I don't get the Beatles reference, but does it have anything to do with the "Spokanistan" tshirt my friend was wearing the other day?

Anonymous said...

Excellent section on the girls in Japan that wear pantyhose or thigh highs with spikes regularly. My hubby hates it that pantyhose are not main stream, although I enjoy wearing the European pantyhose 24/7, not just because men love the look...but they feel great on my legs, not to mention the daily leg/foot massages I get from y hubby at the end of the day in my stockings.
Again, great article and high quality content.

Anonymous said...

You know, ironically, your driving helplessness may not be isolated.
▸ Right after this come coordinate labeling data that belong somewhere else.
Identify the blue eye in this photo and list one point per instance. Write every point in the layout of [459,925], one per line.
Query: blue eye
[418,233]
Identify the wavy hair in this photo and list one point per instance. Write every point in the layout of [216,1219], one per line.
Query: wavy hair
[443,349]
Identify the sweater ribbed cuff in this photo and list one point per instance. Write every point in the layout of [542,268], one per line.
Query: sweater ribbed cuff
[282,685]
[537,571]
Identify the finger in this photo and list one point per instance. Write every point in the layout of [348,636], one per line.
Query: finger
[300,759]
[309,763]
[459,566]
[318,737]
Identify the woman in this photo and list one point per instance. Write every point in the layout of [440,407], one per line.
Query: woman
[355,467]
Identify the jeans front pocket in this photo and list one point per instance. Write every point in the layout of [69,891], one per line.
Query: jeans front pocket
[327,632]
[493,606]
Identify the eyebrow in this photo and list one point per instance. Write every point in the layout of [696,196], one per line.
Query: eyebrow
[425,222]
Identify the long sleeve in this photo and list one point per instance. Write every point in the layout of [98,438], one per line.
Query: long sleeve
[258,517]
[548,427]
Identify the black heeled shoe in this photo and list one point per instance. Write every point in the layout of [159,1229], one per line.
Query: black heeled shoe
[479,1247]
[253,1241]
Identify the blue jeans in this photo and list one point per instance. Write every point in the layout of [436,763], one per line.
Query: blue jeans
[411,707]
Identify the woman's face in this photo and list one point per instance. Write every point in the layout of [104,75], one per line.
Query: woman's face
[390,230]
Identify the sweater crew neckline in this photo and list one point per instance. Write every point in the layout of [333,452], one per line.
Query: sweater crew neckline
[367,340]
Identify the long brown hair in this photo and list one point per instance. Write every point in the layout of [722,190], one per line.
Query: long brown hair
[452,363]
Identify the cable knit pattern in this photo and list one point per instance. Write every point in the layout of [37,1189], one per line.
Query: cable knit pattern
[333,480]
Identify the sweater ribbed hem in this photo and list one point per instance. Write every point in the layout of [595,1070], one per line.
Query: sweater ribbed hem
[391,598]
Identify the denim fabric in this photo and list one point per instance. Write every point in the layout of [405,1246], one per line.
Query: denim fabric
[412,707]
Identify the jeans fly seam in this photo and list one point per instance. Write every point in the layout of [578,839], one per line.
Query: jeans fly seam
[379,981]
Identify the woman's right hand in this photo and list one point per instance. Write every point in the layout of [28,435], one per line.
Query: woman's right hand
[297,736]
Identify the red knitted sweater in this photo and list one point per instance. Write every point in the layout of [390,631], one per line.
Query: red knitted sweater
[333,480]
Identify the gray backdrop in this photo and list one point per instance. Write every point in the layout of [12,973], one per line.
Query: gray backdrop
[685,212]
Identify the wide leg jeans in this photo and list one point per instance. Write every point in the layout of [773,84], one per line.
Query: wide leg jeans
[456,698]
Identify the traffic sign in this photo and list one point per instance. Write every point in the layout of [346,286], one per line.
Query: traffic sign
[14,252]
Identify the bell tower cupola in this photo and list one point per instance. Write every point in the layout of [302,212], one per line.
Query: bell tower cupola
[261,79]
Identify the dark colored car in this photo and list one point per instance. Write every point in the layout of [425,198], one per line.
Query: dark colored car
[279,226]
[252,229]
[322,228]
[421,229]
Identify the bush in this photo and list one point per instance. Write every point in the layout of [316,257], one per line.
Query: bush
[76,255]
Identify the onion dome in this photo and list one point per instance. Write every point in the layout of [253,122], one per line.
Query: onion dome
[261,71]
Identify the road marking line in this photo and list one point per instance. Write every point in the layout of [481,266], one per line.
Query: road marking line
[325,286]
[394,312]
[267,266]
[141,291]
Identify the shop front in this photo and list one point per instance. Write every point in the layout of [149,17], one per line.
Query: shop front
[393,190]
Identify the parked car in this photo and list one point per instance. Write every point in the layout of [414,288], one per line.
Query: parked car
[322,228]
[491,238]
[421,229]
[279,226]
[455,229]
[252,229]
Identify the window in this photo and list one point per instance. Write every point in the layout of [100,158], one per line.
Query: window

They tell submariners to let their wives drive them home from their boat after a long deployment. Part of it is that our depth perception hasn't been exercised, and although we may not notice it, our eyes and brain take awhile to readjust to things being further than 300 feet away at any given time.

The other part of it is that we're not used to moving at high rates of speed (like in a car), or being able to "stop and stand" like you could in Japan while on food.

Aarwenn said...

alex: Do you know that Spokane is the third largest city in Washington State? Is your friend FROM Spokane? I find this coincidence unbelievable.

sweet: Aw, thank you! That sounds like a good bargain to drive with the LT. I'll wear heels and thigh highs way more if I get foot-rubs!

LT: ...on food? :)

Anonymous said...

Uh, yeah. Isn't that what you did?

Wow. I'm not really sure what happened there. Please note the time I posted that, and the lack of coffee I had since I rode the bike to work.

alex said...

I did not know that Spokane is the third largest city in Washington state. I just knew that it started with an S and ended with a Pokane.

Also no, my friend with the Spokanistan tshirt is not from Spokane, he's from Queens.

Celia said...

LT- You're probably right...There is absolutely NO WAY I'd have let DH drive home after I picked him up. The first time he came home from deployment I drove home and he drove us to dinner (after his bathing hour). Still scary.

Aarwenn- You can still be in the USSR in Seattle, you know. You're forgetting Fremont. ;) Love the Beatles. LOVE.

Anonymous said...

If it's any consolation the physicist also dislikes the beatles.. and he hates tomatoes...
But I am woman enough to look past these faults.

Aarwenn said...

Hi sarah, you are more of a woman than I am. Does he at least eat pizza?

C: How could I have forgotten the big statue of Lenin?

LT: Hi baby, although teasing you is fun, I didn't mean to obscure the point of your comment. Your connection to submariners fresh off the boat was interesting, thanks.

Anonymous said...

On the topic of umbrellas...

I was shopping at our local Wal-Mart (surprisingly not as White Trash as many usually are...) and it was raining. As I walked inside the store with my dripping umbrella, a woman at the door stopped me and put my umbrella into a nice little plastic bag. I immediately thought of you and your umbrella adventures... Just thought I'd share.

Aarwenn said...

Hi hon,

Awww! I'm touched! I, for one, still think of the great weekend I had visiting you in B-more. Hope everything is well.